As more and more numbers were being made available and analytics were incorporated more into the Mariners’ minor leagues, Bishop knew he was on the right path to perhaps something more. He continued his pursuit in and out of the season, now with the help of another former Husky, Jake Lamb of the Arizona Diamondbacks.

“We knew there was more,” Bishop said. “We both just kind of dove in and tried to figure out why are we seeing different things. He was in the big leagues at the time, seeing him do it against elite pitching and it was like, this works, you can sustain this at the big league level.”

Braden is excited to see what the continued incorporation of data by the Mariners could do for him and others, not just as it pertains to competition (what can help them in games), but with development as well.

“I think the hitting side has been much further behind than the pitching side in the game, but when you are in the cage and in a controlled environment you see huge jumps in their development. I think they have done a very good job of that.”

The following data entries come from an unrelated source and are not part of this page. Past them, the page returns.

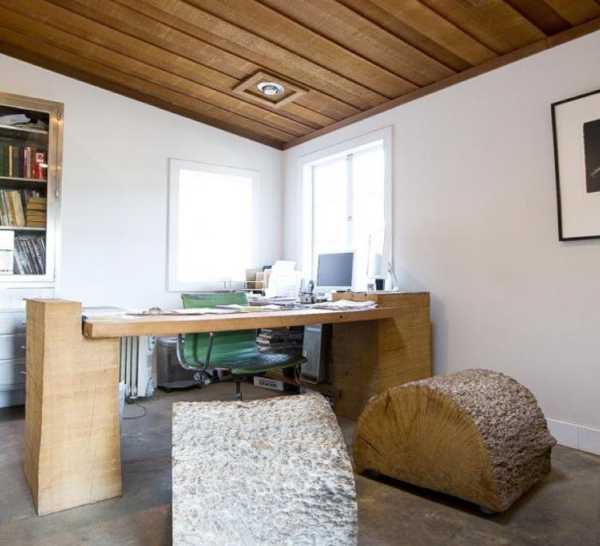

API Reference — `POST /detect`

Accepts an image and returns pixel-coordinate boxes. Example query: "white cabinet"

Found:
[0,309,26,408]
[0,92,62,407]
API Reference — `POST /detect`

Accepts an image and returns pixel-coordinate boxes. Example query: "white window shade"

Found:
[168,160,258,291]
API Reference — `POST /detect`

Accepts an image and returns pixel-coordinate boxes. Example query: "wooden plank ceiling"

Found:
[0,0,599,149]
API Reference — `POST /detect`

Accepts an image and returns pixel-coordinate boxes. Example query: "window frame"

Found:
[300,127,393,284]
[167,158,260,292]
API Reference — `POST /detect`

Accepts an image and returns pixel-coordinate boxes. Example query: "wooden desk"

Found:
[83,306,400,338]
[24,293,431,515]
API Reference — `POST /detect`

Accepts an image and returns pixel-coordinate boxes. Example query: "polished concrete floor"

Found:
[0,384,598,546]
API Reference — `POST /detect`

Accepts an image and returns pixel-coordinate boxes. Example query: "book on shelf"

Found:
[25,195,47,228]
[0,142,46,180]
[0,189,44,227]
[14,234,45,275]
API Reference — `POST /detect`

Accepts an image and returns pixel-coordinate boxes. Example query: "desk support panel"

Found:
[331,293,432,419]
[24,299,121,515]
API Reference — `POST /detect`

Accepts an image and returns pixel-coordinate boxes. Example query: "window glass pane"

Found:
[352,146,385,289]
[309,143,385,290]
[312,157,349,264]
[177,169,254,282]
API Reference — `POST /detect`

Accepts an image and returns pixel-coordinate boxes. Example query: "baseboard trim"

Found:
[547,419,600,455]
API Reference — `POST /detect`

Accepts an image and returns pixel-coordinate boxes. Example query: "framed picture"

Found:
[552,89,600,240]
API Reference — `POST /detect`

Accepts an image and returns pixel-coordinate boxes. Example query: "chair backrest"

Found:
[181,292,257,367]
[182,292,248,308]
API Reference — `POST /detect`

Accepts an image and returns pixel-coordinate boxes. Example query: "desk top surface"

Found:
[83,306,398,338]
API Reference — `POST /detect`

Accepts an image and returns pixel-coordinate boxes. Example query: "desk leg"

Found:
[24,299,122,515]
[331,298,432,420]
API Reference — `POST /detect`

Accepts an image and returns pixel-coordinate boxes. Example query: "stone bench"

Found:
[353,369,556,513]
[172,393,357,545]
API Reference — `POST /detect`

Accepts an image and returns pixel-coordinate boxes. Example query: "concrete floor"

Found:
[0,384,599,546]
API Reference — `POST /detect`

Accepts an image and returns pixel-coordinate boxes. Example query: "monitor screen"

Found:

Bishop’s arrival to the big leagues is early, a circumstance of the arm injury that held new Seattle center fielder Mallex Smith back in spring training. But when the Mariners return from Japan and their active roster shrinks to 25, Bishop’s development will continue in the minors, where he looks forward to proving he can be much more than the contact/glove guy that these days often translates into a fourth outfielder in the MLB.

“It’s been nice to see the evolution of my swing, where it’s going,” he said. “There’s a lot to improve on, but the way it is coming together excites me.”